Linear interpolation algorithm for Image Scaling

Source: Internet
Author: User
What is bilinear interpolation?

For example
Original numerical sequence: 0, 10, 20, 30, 40
Linear interpolation: 0, 5, 10, 15, 20, 25, 30, 35, 40
That is, the change (increase or decrease) is linear, and a straight line can be drawn on the coordinate chart.
In digital camera technology, these values can represent the color and color of different pixels in a photo.
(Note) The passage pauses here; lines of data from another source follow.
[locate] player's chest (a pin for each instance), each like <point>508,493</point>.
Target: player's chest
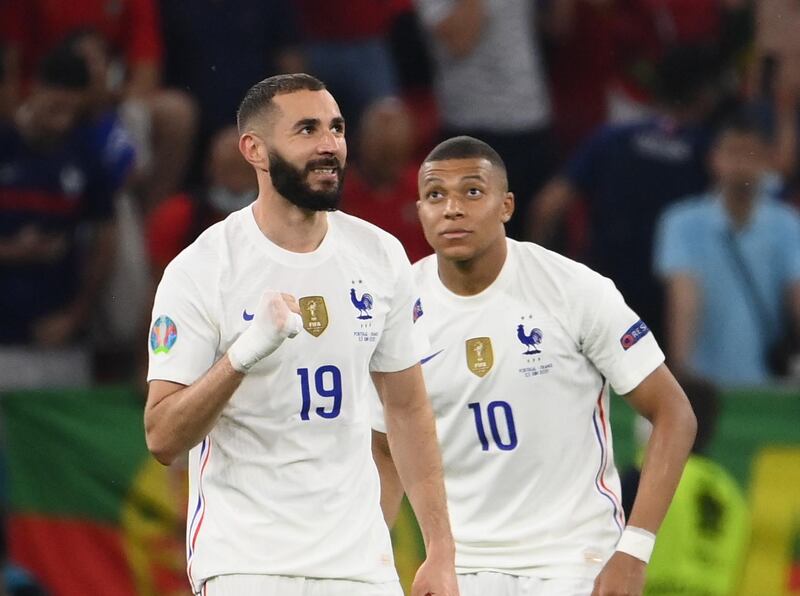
<point>342,305</point>
<point>513,351</point>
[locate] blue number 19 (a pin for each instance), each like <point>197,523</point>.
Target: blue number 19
<point>491,410</point>
<point>333,389</point>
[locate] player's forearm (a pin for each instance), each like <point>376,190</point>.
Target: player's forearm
<point>179,420</point>
<point>674,429</point>
<point>415,450</point>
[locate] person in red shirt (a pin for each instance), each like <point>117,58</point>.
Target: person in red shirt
<point>382,186</point>
<point>177,221</point>
<point>161,121</point>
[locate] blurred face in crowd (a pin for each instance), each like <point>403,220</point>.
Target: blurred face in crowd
<point>307,150</point>
<point>50,113</point>
<point>232,182</point>
<point>463,206</point>
<point>739,161</point>
<point>385,141</point>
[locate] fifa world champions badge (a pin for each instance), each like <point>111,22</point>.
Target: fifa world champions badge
<point>163,335</point>
<point>480,357</point>
<point>314,313</point>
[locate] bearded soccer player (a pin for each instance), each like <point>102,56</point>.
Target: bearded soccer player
<point>265,331</point>
<point>525,345</point>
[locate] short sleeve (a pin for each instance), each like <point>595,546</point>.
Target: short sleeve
<point>614,338</point>
<point>402,344</point>
<point>376,410</point>
<point>674,248</point>
<point>184,337</point>
<point>433,12</point>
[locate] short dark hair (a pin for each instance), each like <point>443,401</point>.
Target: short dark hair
<point>465,147</point>
<point>64,67</point>
<point>259,97</point>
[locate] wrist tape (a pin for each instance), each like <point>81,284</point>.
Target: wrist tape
<point>637,542</point>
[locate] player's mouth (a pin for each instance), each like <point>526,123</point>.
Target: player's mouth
<point>456,234</point>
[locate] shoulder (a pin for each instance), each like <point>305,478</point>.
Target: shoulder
<point>367,237</point>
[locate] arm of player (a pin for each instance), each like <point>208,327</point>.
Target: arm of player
<point>391,487</point>
<point>660,399</point>
<point>412,438</point>
<point>177,417</point>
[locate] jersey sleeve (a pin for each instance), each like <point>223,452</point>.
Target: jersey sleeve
<point>402,344</point>
<point>614,338</point>
<point>184,336</point>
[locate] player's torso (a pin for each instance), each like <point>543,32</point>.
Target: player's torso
<point>516,404</point>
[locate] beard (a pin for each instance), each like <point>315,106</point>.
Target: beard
<point>292,183</point>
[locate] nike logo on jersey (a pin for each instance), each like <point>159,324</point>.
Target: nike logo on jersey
<point>431,357</point>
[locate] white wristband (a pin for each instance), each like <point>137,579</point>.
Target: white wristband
<point>637,542</point>
<point>272,323</point>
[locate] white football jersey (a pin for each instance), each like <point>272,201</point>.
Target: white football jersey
<point>518,377</point>
<point>284,484</point>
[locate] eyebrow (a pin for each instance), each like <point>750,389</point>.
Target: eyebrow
<point>478,177</point>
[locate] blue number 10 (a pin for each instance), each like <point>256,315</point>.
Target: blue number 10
<point>491,411</point>
<point>328,383</point>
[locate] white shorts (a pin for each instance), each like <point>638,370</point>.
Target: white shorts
<point>501,584</point>
<point>278,585</point>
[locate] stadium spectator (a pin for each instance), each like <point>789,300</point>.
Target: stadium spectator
<point>57,227</point>
<point>349,50</point>
<point>730,260</point>
<point>230,184</point>
<point>703,541</point>
<point>490,84</point>
<point>213,50</point>
<point>382,186</point>
<point>161,121</point>
<point>627,173</point>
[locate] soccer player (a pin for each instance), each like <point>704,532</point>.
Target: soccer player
<point>284,497</point>
<point>525,344</point>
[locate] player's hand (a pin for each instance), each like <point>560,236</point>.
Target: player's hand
<point>623,575</point>
<point>435,577</point>
<point>275,318</point>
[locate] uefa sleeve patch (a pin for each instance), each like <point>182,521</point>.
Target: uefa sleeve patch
<point>637,331</point>
<point>163,335</point>
<point>417,309</point>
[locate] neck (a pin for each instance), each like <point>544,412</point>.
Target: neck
<point>287,225</point>
<point>473,276</point>
<point>739,204</point>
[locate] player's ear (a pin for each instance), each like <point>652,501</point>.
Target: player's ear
<point>508,207</point>
<point>254,150</point>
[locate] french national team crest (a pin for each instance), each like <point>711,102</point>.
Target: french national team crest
<point>314,314</point>
<point>480,357</point>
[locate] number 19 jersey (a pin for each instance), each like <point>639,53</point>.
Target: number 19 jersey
<point>519,377</point>
<point>284,484</point>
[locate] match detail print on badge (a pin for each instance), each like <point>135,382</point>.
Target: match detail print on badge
<point>314,313</point>
<point>480,356</point>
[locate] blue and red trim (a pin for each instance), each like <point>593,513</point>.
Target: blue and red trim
<point>601,432</point>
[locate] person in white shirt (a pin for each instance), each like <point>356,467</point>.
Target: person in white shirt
<point>265,332</point>
<point>525,345</point>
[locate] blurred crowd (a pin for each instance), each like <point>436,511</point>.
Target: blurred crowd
<point>655,140</point>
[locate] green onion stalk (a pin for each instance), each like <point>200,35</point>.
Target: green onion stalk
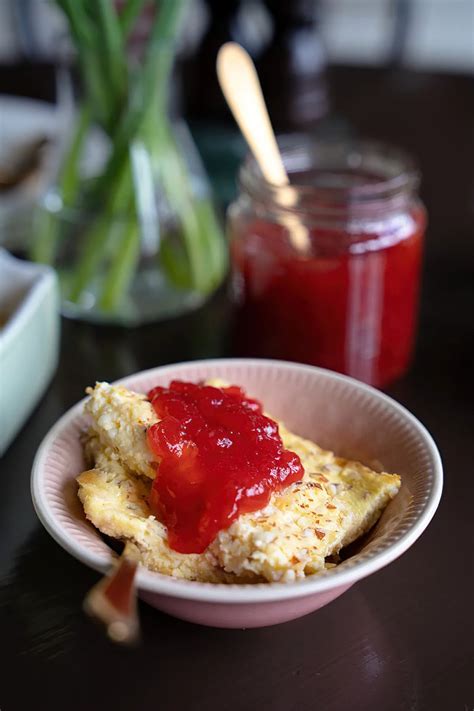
<point>130,104</point>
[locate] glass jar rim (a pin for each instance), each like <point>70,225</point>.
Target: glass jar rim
<point>391,177</point>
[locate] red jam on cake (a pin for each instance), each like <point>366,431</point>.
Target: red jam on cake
<point>219,457</point>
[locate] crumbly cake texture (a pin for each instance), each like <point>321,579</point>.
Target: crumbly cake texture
<point>337,502</point>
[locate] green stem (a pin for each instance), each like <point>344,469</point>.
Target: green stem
<point>121,271</point>
<point>129,14</point>
<point>95,241</point>
<point>69,181</point>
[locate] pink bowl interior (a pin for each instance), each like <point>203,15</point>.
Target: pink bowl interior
<point>339,414</point>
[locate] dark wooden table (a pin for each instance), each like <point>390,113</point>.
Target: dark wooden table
<point>400,640</point>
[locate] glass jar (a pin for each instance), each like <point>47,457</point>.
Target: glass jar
<point>327,271</point>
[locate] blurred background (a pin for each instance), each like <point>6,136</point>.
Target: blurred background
<point>397,71</point>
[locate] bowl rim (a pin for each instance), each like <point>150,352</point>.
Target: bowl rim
<point>153,582</point>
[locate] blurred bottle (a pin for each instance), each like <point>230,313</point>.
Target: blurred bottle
<point>283,39</point>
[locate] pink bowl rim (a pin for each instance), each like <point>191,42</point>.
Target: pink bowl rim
<point>258,593</point>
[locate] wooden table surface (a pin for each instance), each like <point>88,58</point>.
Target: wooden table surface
<point>402,639</point>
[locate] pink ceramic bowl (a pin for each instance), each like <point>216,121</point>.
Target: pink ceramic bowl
<point>337,412</point>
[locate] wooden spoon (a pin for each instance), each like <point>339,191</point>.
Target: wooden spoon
<point>241,87</point>
<point>113,601</point>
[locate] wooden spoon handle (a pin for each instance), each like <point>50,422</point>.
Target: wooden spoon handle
<point>241,87</point>
<point>113,601</point>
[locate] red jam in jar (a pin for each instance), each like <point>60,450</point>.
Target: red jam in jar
<point>344,295</point>
<point>219,457</point>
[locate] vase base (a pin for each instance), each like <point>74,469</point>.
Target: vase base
<point>150,300</point>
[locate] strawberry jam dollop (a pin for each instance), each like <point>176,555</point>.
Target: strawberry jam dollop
<point>219,457</point>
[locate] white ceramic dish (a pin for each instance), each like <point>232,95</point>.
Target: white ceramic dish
<point>337,412</point>
<point>29,339</point>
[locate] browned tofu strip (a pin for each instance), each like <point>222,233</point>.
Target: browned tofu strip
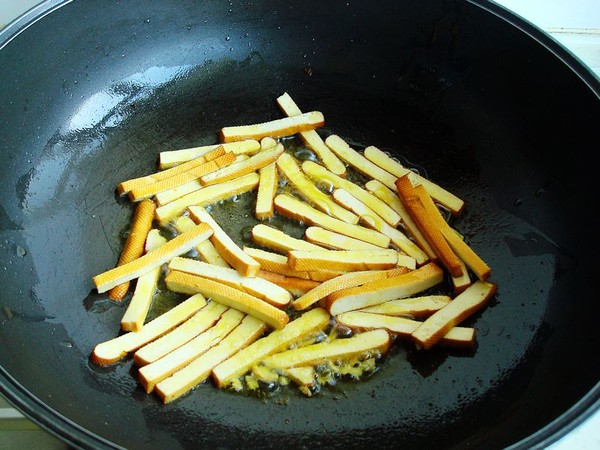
<point>135,243</point>
<point>461,337</point>
<point>187,283</point>
<point>428,226</point>
<point>464,305</point>
<point>275,128</point>
<point>379,291</point>
<point>344,281</point>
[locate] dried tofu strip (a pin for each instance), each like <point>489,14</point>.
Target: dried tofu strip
<point>157,371</point>
<point>226,247</point>
<point>335,241</point>
<point>414,306</point>
<point>169,195</point>
<point>267,187</point>
<point>344,281</point>
<point>403,327</point>
<point>307,324</point>
<point>379,291</point>
<point>312,138</point>
<point>135,243</point>
<point>343,260</point>
<point>207,196</point>
<point>390,197</point>
<point>296,286</point>
<point>200,369</point>
<point>372,219</point>
<point>428,226</point>
<point>206,249</point>
<point>292,207</point>
<point>464,305</point>
<point>322,175</point>
<point>126,186</point>
<point>145,287</point>
<point>278,240</point>
<point>441,196</point>
<point>275,128</point>
<point>176,157</point>
<point>256,286</point>
<point>155,258</point>
<point>188,330</point>
<point>289,167</point>
<point>358,161</point>
<point>460,247</point>
<point>368,343</point>
<point>111,351</point>
<point>241,168</point>
<point>227,295</point>
<point>206,169</point>
<point>276,263</point>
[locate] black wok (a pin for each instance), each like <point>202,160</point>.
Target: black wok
<point>494,111</point>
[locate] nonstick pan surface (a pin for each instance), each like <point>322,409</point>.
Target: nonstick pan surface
<point>492,109</point>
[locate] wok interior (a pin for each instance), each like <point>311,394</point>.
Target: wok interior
<point>488,113</point>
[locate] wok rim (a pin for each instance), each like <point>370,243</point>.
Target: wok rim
<point>73,434</point>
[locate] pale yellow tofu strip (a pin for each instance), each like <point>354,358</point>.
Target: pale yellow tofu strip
<point>187,283</point>
<point>113,350</point>
<point>307,324</point>
<point>135,183</point>
<point>166,366</point>
<point>267,187</point>
<point>299,210</point>
<point>290,169</point>
<point>441,195</point>
<point>413,306</point>
<point>188,330</point>
<point>278,264</point>
<point>176,157</point>
<point>241,168</point>
<point>207,196</point>
<point>256,286</point>
<point>402,326</point>
<point>343,260</point>
<point>344,281</point>
<point>320,173</point>
<point>226,247</point>
<point>379,291</point>
<point>471,300</point>
<point>279,241</point>
<point>164,197</point>
<point>358,161</point>
<point>206,249</point>
<point>146,285</point>
<point>199,370</point>
<point>373,220</point>
<point>312,138</point>
<point>335,241</point>
<point>370,342</point>
<point>274,128</point>
<point>183,178</point>
<point>155,258</point>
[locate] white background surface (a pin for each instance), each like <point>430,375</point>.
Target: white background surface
<point>573,23</point>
For ease of understanding, consider linear interpolation in one dimension.
For a series of C, we assume that the range from C [a] to C [A + 1] is linear.
Then for floating point X (A <= x <A + 1), C (x) = C [A + 1] * (X-) + C [a] * (1 + A-x );
Is that easy to understand?

This interpolation method is extended to two-dimensional situations.
For a two-dimensional array C, we assume that for any floating point I, C (A, I) to C (a + 1, I) is linearly changed, C (I, b) It is also linear between C (I, B + 1) (A and B are integers)
Then, if the coordinates (x, y) of floating point numbers meet the conditions (a <= x <A + 1, B <= Y <B + 1), we can first obtain the coordinates of C (x, y, b) and C (X, B + 1 ):
C (X, B) = C [A + 1] * (X-A) + C [a] * (1 + A-x );
C (X, B + 1) = C [A + 1] [B + 1] * (X-) + C [a] [B + 1] * (1 + A-x );
Well, now we know C (X, B) and C (X, B + 1), and C (X, B) to C (X, B + 1) it is also linear, so:
C (x, y) = C (X, B + 1) * (Y-B) + C (X, B) * (1 + B-y)
This is bilinear interpolation.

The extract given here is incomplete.